In March 2014 Vectrix filed for bankruptcy again, this time under Chapter 7 for liquidation of the company. The court filings indicated assets of between $1 and $10 million and liabilities of between $10 and $50 million. The bankruptcy trustee announced an auction of the company's remaining assets, including unsold scooters, parts, and lithium batteries, to take place in June 2014.

==Vectrix US and PL assets acquisition==
During the liquidation process the MPTECH group acquired the majority of the Vectrix US assets from the bankruptcy trustee and relocated them to Wrocław, Poland. Six months later, the entire assets of the Polish fabrication plant were acquired by MPTECH group and part of the heavy production equipment sold to GOVECS in order to expand their production capabilities.

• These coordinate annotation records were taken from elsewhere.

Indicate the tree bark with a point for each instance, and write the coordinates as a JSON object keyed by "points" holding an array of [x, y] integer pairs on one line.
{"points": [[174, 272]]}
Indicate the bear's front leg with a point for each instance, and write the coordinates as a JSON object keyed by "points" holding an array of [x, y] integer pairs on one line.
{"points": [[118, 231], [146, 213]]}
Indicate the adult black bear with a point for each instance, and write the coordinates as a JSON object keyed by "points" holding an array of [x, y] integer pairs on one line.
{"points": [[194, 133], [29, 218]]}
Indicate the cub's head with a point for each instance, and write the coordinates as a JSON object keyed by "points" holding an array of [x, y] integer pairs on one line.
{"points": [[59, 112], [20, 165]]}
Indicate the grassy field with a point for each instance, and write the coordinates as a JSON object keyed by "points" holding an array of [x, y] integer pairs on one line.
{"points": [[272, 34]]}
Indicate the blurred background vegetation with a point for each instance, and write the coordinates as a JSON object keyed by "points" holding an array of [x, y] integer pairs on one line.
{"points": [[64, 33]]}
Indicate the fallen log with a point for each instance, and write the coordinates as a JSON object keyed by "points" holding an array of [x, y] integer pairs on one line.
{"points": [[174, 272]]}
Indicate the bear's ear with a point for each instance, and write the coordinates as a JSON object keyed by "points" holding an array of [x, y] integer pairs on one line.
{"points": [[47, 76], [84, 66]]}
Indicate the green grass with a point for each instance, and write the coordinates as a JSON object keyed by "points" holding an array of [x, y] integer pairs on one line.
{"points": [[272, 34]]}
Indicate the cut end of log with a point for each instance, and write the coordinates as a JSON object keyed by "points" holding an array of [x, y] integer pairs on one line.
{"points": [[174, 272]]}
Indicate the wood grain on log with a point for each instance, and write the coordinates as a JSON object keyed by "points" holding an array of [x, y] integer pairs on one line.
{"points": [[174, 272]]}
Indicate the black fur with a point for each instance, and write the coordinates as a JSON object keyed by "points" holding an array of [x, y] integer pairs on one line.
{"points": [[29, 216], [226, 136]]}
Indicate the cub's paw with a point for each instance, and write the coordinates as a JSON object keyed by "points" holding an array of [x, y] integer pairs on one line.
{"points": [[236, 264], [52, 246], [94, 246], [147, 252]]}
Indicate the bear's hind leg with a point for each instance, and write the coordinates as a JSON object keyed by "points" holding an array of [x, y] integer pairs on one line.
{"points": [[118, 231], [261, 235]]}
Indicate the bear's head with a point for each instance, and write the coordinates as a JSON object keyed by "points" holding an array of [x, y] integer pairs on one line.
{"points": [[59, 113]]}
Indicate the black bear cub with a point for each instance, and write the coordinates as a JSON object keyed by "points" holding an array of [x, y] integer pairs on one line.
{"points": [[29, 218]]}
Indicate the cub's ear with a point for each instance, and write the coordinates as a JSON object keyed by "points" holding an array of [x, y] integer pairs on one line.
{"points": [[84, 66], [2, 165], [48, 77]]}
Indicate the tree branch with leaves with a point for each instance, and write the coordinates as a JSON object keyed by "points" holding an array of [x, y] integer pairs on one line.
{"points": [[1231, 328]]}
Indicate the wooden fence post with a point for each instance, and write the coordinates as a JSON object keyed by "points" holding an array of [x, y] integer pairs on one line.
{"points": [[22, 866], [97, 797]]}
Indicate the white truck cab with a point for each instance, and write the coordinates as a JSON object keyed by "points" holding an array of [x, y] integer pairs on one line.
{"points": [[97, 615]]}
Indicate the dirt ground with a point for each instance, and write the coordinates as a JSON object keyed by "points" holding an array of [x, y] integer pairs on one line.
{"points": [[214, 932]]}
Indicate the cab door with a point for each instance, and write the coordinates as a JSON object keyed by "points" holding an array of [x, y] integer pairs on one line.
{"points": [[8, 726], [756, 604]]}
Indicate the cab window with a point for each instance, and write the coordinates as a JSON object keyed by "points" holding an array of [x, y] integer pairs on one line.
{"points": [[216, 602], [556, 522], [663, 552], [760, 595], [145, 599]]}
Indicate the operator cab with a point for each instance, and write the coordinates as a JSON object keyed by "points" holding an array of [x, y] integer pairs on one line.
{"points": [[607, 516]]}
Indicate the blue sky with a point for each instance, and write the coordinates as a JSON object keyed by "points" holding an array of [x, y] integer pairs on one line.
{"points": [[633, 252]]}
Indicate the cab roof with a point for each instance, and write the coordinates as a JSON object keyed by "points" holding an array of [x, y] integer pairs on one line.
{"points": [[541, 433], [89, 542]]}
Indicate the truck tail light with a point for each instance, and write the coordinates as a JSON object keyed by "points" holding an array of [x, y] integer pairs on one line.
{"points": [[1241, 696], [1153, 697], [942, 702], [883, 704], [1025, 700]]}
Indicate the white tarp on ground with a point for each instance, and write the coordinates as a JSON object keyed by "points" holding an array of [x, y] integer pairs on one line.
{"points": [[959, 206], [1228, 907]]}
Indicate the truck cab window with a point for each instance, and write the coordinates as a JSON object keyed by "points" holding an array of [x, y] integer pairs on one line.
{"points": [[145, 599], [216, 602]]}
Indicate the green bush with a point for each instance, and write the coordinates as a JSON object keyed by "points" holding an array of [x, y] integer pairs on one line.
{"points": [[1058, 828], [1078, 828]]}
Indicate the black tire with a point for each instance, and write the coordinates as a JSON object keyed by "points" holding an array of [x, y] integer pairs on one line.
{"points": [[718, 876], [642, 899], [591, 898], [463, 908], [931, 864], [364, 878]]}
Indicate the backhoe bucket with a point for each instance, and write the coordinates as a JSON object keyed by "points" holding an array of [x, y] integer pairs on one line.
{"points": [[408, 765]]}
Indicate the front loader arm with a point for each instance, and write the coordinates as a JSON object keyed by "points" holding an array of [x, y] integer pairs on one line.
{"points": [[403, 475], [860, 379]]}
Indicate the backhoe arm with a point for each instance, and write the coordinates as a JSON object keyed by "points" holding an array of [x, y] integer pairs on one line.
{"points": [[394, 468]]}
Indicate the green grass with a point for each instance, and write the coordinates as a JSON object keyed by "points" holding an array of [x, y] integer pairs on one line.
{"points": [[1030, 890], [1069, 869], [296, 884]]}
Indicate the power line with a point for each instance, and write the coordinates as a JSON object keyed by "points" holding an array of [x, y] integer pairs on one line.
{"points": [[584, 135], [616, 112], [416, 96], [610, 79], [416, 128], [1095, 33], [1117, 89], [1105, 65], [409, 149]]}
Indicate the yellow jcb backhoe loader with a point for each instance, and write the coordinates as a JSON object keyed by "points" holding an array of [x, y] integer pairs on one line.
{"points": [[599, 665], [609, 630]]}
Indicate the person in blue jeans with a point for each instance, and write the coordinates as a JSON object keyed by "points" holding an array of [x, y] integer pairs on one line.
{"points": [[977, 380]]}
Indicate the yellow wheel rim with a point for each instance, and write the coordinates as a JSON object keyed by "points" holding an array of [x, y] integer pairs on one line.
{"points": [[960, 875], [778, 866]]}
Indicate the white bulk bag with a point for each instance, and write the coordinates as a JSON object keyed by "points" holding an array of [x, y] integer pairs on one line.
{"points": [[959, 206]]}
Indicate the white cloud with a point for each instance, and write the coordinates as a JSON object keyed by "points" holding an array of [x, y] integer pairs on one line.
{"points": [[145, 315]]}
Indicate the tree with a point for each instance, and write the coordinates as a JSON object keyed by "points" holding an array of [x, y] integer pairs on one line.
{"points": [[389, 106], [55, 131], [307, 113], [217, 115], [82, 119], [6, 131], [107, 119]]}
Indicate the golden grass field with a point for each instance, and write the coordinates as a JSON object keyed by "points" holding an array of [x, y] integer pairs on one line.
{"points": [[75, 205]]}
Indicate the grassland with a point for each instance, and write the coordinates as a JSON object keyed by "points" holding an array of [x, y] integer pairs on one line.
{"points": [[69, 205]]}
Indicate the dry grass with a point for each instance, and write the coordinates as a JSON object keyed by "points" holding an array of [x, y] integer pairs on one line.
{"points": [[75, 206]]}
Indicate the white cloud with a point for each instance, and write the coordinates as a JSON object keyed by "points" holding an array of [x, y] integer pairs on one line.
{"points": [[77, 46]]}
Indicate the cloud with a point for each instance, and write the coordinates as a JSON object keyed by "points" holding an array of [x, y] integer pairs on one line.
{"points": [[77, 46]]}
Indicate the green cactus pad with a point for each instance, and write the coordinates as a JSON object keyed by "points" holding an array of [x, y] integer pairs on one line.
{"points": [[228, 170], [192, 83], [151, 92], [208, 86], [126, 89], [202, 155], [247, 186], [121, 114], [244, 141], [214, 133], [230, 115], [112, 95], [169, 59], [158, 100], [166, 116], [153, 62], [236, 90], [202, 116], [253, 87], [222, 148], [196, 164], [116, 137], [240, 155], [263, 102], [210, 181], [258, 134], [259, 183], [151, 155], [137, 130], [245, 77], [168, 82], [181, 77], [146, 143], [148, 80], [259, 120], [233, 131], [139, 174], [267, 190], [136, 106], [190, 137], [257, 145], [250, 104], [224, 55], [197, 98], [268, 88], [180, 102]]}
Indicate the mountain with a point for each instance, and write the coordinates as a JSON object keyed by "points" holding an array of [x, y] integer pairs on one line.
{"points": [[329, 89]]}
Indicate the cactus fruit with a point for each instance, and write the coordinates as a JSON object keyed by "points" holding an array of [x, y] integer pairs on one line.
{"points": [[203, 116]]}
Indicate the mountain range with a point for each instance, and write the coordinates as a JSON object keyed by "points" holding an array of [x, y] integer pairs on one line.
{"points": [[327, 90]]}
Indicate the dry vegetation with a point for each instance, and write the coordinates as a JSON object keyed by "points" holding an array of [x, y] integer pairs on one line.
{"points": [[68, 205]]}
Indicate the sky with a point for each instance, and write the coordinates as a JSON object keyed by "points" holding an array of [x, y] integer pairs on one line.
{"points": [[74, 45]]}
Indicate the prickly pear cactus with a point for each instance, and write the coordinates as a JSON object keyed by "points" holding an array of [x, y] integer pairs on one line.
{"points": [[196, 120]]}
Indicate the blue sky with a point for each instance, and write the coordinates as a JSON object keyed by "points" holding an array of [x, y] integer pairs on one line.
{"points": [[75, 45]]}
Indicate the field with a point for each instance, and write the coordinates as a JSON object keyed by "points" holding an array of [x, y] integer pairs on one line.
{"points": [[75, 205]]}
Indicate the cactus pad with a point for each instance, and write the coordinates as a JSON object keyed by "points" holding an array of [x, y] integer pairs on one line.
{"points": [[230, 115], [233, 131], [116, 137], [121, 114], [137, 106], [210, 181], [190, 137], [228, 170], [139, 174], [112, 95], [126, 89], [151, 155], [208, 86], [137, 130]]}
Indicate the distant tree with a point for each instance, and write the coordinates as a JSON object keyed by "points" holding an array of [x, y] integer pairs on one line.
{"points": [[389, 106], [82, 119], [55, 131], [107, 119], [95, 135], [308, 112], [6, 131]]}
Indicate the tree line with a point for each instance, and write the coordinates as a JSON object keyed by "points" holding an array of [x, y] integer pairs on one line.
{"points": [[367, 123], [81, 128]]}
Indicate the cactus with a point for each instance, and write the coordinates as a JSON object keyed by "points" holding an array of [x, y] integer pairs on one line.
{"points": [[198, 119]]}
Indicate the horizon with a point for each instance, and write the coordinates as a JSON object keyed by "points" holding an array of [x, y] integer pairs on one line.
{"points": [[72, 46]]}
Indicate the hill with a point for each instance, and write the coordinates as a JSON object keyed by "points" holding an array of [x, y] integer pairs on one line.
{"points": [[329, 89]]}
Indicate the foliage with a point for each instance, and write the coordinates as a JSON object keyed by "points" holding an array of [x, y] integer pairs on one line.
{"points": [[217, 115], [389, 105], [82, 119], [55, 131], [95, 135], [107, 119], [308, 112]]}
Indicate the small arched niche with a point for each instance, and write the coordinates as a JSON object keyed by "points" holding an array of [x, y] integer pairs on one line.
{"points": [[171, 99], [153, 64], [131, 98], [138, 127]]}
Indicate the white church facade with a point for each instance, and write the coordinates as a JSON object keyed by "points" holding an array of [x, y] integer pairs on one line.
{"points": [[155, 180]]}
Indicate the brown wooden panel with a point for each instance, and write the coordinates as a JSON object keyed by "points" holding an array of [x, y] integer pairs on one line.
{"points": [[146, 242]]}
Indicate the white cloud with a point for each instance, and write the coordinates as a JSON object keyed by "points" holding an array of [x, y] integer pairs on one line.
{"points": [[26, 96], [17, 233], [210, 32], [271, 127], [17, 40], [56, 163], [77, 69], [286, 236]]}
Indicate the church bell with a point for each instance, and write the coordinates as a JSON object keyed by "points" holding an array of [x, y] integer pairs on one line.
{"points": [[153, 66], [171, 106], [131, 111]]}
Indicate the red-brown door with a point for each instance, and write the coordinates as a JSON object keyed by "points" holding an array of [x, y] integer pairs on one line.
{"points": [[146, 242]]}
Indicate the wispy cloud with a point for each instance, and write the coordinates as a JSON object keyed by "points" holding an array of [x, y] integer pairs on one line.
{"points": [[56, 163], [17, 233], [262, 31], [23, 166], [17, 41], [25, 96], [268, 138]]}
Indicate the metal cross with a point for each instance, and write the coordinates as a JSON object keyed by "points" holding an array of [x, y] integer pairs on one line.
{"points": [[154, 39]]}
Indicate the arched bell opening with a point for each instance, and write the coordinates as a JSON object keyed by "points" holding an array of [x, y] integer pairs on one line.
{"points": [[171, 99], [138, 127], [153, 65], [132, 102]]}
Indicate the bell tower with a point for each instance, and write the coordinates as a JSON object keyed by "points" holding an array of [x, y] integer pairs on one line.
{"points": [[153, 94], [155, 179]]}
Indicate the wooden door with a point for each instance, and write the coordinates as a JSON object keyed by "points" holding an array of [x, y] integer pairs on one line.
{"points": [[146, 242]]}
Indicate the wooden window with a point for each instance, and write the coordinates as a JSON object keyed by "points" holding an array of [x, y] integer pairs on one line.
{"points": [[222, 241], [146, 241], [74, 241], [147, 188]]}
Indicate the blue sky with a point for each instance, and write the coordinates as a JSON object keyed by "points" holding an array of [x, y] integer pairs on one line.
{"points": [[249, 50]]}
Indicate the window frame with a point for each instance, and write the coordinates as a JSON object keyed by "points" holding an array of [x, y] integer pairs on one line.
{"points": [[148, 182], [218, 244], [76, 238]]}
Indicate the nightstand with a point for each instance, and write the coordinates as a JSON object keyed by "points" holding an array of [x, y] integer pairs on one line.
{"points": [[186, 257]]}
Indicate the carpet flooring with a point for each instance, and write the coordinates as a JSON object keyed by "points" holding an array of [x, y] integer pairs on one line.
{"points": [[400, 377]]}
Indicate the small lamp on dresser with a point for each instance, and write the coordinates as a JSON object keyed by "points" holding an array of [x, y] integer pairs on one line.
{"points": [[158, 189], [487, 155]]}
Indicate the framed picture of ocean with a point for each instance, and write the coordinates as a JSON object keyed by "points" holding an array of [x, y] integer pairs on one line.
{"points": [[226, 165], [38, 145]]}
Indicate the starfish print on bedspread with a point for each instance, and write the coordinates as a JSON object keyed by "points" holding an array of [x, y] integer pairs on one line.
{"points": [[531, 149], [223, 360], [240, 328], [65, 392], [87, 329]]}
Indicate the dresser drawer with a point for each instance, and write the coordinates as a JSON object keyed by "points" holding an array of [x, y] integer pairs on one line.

In June 2015, the MPTECH group restarted the production of the VX-1 and VX-2 models, equipping them with completely new battery and electronics, internally design and produced.

Since the restart of operations, the new Vectrix company has re-established part of the former distribution network, restored supplier network, restored the spare parts availability, and begun market expansion plans.